In this blog, we are discussing the rights of the surety in a contract of guarantee. But who is a surety? Under a contract of guarantee, a surety is a person who gives the guarantee to the creditor that he shall make the payment of the debt if the principal debtor defaults on it. Hence, the surety kind of acts on behalf of the principal debtor and undertakes for the payment of debts of the principal debtor. However, it should be noted that after making the payment and discharging the liability of the principal debtor, the surety is entitled to various rights. Let us find them out in the paragraphs below:
What are the Rights of Surety?
A surety holds certain rights against the creditor (under Section 141 of the Contract Act), against the principal debtor (under Sections 140 and 145) and against the co-sureties (under Sections 146 and 147). These rights of the surety are explained as follows:
A) Rights of Surety against Creditor
Under Section 141, a surety is entitled to receive the benefit of every security that the creditor has got against the principal debtor at the time of entering into the contract of suretyship. He is entitled to this benefit whether he is aware of the existence of such security or not. Moreover, if the creditor loses or parts with such security without obtaining the consent of the surety, the surety is discharged from his liability to the extent of the value of the security.

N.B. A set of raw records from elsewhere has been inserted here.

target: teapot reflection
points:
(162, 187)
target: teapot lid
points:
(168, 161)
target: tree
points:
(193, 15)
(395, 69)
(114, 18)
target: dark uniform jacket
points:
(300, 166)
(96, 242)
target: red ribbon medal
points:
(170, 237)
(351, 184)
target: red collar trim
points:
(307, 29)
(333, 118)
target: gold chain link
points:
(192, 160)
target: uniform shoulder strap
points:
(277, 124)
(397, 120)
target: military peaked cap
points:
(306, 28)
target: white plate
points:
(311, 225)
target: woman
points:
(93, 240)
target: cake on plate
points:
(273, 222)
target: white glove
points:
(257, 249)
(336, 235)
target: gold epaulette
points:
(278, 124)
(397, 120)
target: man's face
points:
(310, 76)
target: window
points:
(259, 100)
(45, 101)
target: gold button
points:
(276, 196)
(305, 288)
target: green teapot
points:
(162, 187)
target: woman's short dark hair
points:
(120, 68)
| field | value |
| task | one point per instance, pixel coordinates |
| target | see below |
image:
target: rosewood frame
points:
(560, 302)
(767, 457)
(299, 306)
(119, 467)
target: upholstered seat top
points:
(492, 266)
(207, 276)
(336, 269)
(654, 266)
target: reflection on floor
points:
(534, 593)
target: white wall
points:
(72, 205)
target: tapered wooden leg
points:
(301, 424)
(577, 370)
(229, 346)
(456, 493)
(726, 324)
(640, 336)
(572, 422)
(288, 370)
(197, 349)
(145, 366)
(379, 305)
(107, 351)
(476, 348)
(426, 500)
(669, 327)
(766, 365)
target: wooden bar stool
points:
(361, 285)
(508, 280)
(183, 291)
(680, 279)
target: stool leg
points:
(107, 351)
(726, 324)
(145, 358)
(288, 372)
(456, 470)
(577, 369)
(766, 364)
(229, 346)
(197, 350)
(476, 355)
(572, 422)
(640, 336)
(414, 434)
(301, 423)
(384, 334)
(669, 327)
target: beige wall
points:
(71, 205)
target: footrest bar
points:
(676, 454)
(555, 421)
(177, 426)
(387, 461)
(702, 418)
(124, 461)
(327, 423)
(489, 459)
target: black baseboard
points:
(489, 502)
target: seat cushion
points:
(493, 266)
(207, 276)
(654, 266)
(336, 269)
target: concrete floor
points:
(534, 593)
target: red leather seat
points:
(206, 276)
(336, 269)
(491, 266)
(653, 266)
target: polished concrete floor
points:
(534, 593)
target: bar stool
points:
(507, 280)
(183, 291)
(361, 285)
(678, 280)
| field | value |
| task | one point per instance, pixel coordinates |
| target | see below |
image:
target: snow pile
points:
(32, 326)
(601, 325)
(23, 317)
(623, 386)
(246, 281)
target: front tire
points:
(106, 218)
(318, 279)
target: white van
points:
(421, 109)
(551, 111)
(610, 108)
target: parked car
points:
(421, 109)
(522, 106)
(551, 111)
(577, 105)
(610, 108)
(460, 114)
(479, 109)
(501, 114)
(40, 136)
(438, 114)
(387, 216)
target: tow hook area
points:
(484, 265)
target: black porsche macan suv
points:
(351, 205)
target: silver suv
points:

For example, A has lent Rs. 15,000 to B on C’s guarantee. This debt is additionally secured by an assignment deed, which is the lease of B’s house. B fails to pay the debt, and C is compelled to do so. Here, C is entitled to receive the assignment deed in his favour after paying off B’s liabilities.
B) Rights of Surety against Principal Debtor
After the debt is discharged, the surety takes the place of the creditor or is subrogated to all of the creditor’s rights against the principal debtor. He can then sue the principal debtor for the amount he paid to the creditor in the event of the debtor’s default. For what he has paid, he becomes a creditor of the principal debtor.
This right of the surety is called the “right of subrogation”. It indicates that the surety steps into the shoes of the creditor upon payment of the guaranteed debt or fulfillment of the guaranteed duty. (Section 140).
Another right that the surety holds against the principal debtor is the “right of indemnity” (Section 145 of the Contract Act). In every contract of guarantee, the principal debtor makes an implied promise to indemnify the surety, and the surety has the right to recover from the principal debtor whatever amount he has legally paid under the guarantee. But the surety has no right to recover any monies he has unlawfully paid.
To understand this with the help of an example, suppose B owes C some money, and A is the surety. C requests payment from A and, when he refuses, sues him for the amount. A defends the lawsuit on reasonable grounds, but he is compelled to pay the amount of the debt plus costs. Now, he (i.e., A) can recover from B both the costs he paid and the principal debt.
C) Rights of Surety against Co-sureties
In cases where more than one individual guarantees the repayment of a debt to the principal debtor, they are collectively referred to as co-sureties.
When a surety pays more than his part of the debt to the creditor, he is entitled to get a contribution from the co-securities who are equally obligated to pay with him.
For example, A, B, and C are sureties to D for a loan of Rs. 3,000 provided to E, who defaults on the loan repayment. A, B, and C (as co-sureties) are responsible to pay Rs. 1,000 each. If one of them has to pay more than Rs. 1,000, he can claim contributions from the other two to bring his total payment down to Rs. 1,000 only. If one of them becomes insolvent, the other two must equally contribute to the unpaid amount.
Relevant case laws
Mamta Ghose vs. United Industrial Bank (A.I.R. 1987 Cal. 180): Surety’s rights against the principal debtor before payment
In some specific cases, certain rights may be granted to the surety even before payment of the debt. That is to say that before and after payment, the surety has rights against the principal debtor. The Court granted an injunction to the surety in the case of Mamta Ghose vs. United Industrial Bank (1987), where the principal debtor began selling off his property after discovering that the obligation had become due in order to avoid seizure by the surety. The Court restrained the principal debtor from doing so. After the debt has become due, the surety may compel the debtor to pay the debt and release him from liability.
The rights of a surety can be divided into three parts: a) rights against the creditor, b) rights against the principal debtor and c) rights against the co-sureties. He has the rights of subrogation and indemnity against the principal debtor, the right of recovering security against the creditor, and the right of contribution against the co-sureties.